Date Published: March 7, 2019
Publisher: Public Library of Science
Author(s): J. Daniel Kelly, Lee Worden, S. Rae Wannier, Nicole A. Hoff, Patrick Mukadi, Cyrus Sinai, Sarah Ackley, Xianyun Chen, Daozhou Gao, Bernice Selo, Mathais Mossoko, Emile Okitolonda-Wemakoy, Eugene T. Richardson, George W. Rutherford, Thomas M. Lietman, Jean Jacques Muyembe-Tamfum, Anne W. Rimoin, Travis C. Porco, John Schieffelin.

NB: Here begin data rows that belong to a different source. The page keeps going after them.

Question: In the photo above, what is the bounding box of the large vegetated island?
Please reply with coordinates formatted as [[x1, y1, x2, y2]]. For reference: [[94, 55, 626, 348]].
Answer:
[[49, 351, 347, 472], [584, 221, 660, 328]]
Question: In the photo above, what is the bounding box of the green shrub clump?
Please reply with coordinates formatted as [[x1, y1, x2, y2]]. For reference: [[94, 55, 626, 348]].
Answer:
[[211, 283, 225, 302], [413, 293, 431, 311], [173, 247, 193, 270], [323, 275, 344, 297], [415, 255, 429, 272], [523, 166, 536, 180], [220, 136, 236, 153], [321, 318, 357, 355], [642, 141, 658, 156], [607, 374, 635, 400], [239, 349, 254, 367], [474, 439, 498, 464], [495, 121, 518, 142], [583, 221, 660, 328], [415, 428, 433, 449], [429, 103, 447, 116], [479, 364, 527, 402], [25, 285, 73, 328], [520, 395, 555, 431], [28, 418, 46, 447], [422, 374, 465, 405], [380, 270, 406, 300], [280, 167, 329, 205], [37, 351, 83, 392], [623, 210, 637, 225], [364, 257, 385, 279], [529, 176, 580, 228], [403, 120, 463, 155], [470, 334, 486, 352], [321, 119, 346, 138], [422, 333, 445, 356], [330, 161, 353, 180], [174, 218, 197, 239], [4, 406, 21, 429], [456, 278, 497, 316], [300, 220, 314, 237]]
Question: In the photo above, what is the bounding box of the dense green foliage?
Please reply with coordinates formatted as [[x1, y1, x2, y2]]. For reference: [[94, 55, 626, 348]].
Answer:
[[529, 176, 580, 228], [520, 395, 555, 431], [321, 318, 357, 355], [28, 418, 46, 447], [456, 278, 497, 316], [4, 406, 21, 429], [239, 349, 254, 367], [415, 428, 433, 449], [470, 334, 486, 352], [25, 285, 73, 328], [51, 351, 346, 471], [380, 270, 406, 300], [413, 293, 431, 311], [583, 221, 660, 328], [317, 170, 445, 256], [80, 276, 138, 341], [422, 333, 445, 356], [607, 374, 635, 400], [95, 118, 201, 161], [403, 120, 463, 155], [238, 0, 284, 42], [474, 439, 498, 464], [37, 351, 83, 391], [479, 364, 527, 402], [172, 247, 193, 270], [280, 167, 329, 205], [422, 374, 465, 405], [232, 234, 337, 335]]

As of May 27, 2018, 6 suspected, 13 probable and 35 confirmed cases of Ebola virus disease (EVD) had been reported in Équateur Province, Democratic Republic of Congo. We used reported case counts and time series from prior outbreaks to estimate the total outbreak size and duration with and without vaccine use. We modeled Ebola virus transmission using a stochastic branching process model that included reproduction numbers from past Ebola outbreaks and a particle filtering method to generate a probabilistic projection of the outbreak size and duration conditioned on its reported trajectory to date; modeled using high (62%), low (44%), and zero (0%) estimates of vaccination coverage (after deployment). Additionally, we used the time series for 18 prior Ebola outbreaks from 1976 to 2016 to parameterize the Thiel-Sen regression model predicting the outbreak size from the number of observed cases from April 4 to May 27. We used these techniques on probable and confirmed case counts with and without inclusion of suspected cases. Probabilistic projections were scored against the actual outbreak size of 54 EVD cases, using a log-likelihood score. With the stochastic model, using high, low, and zero estimates of vaccination coverage, the median outbreak sizes for probable and confirmed cases were 82 cases (95% prediction interval [PI]: 55, 156), 104 cases (95% PI: 58, 271), and 213 cases (95% PI: 64, 1450), respectively. With the Thiel-Sen regression model, the median outbreak size was estimated to be 65.0 probable and confirmed cases (95% PI: 48.8, 119.7). Among our three mathematical models, the stochastic model with suspected cases and high vaccine coverage predicted total outbreak sizes closest to the true outcome. Relatively simple mathematical models updated in real time may inform outbreak response teams with projections of total outbreak size and duration.
On May 8, 2018, the World Health Organization (WHO) announced the occurrence of an outbreak of Ebola virus disease (EVD) in the Democratic Republic of Congo (DRC). From April 4 through May 7, 21 suspected EVD cases were reported in Iboko and Bikoro, Équateur Province. On May 7, blood samples from five hospitalized patients had been sent to Kinshasa for Ebola-PCR testing, and two were confirmed PCR-positive. On May 21, vaccination of healthcare workers started. By May 27, the ring vaccination campaign was being rolled out as 906 contacts and contacts of contacts were being actively monitored. Six suspected, 13 probable and 35 confirmed EVD cases had been reported, and 25 (52%) of 48 probable and confirmed EVD cases had died.
As of May 27, 2018, there were 6 suspected, 13 probable and 35 confirmed EVD cases. Bikoko had ten confirmed cases, 11 probable cases, and one suspected case. Iboko had 21 confirmed cases, two probable cases, and one suspected case. Mbandaka had four confirmed cases and one suspected case (Fig 1).
When we were conducting our projections in late May, this outbreak still had the potential to become the largest outbreak in DRC since 2007. Vaccine use, regardless of coverage levels, was projected to prevent more than half of the total outbreak size. Vaccines, however, were only part of concurrent prevention, control, and care strategies.[8,49–51] We also found that the stochastic model with vaccine use projected that rare, large outbreaks (tail of the distribution of the model without vaccinations) were prevented, suggesting that repeat epidemics such as the 2013–2016 West African outbreak may have been highly unlikely once vaccines were rolled out.